KAMPALA Uganda (Xinhua) -- Reforms instituted by the Bank of Uganda (BoU) have pushed up the growth in government securities by 29 percent from 2016 to 2017, the central bank said.

BoU figures show that besides the retail segment, participating banks have enhanced liquidity in the secondary market transactions; total turnover in the secondary market rose to 5.1 trillion (1.4 billion U.S. dollars) in 2017, up from 3.6 trillion (1 billion dollars) in 2016.

In October 2016, the bank launched reforms to the Primary Dealer System to make investing in government securities easier and more accessible to the public. All licensed commercial banks in Uganda have direct access to the primary market for government securities.

Primary dealers are commercial banks that buy government securities (treasury bills and bonds) directly from the central bank during the auctioning time, with the intention of reselling them to other people in the market. The primary dealers act as market maker of government securities in secondary market.

Emmanuel Tumusiime Mutebile, the central bank governor, told reporters recently that banks are all eligible to open Central Securities Depository (CSD) accounts at the BoU for their clients through a web interface on any business day.

The banks can complete client sale and purchase orders online without using the old BoU physical instrument for transferring CSD forms.

“They are all able to accept and process their clients’ bids for government securities. All banks settle their clients’ successful bids and all banks can buy their clients’ securities if the client wishes to sell in the secondary market,” he said.

Investment in Ugandan government securities is open to all investors, foreign and local. According to the BoU, like in many other frontier markets, offshore investors get higher returns on their investment in Ugandan government securities because the interest rate charged is higher.

The bank said although the rates declined in February 2018, they were expected to rise in March 2018 due to anticipated domestic financing by government.

Parliament approved 736 billion shillings (204 million dollars) supplementary budget for the 2017/18 fiscal year to be financed through the issuance of additional treasury securities.
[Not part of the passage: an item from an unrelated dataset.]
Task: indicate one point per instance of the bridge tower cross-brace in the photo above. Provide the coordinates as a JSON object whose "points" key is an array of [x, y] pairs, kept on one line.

Total domestic financing amounts to 1.690 trillion shillings (over 469 million dollars).

Richard Byarugaba, director of financial market at the BoU, said offshore investors hold 4 percent of the government security in the secondary money market.

The prevailing interest charged on government securities, though lower than they were a year ago, have not discouraged foreign investors, Byarugaba said.

“The foreign investors are still actively investing in Ugandan government securities because the rates charged are still higher than those in the developed economies,” he said.

Adam Mugume, executive director of research at the BoU, said the face value of total government securities in the secondary market currently stands at 12.9 trillion shillings (about 3.6 billion dollars).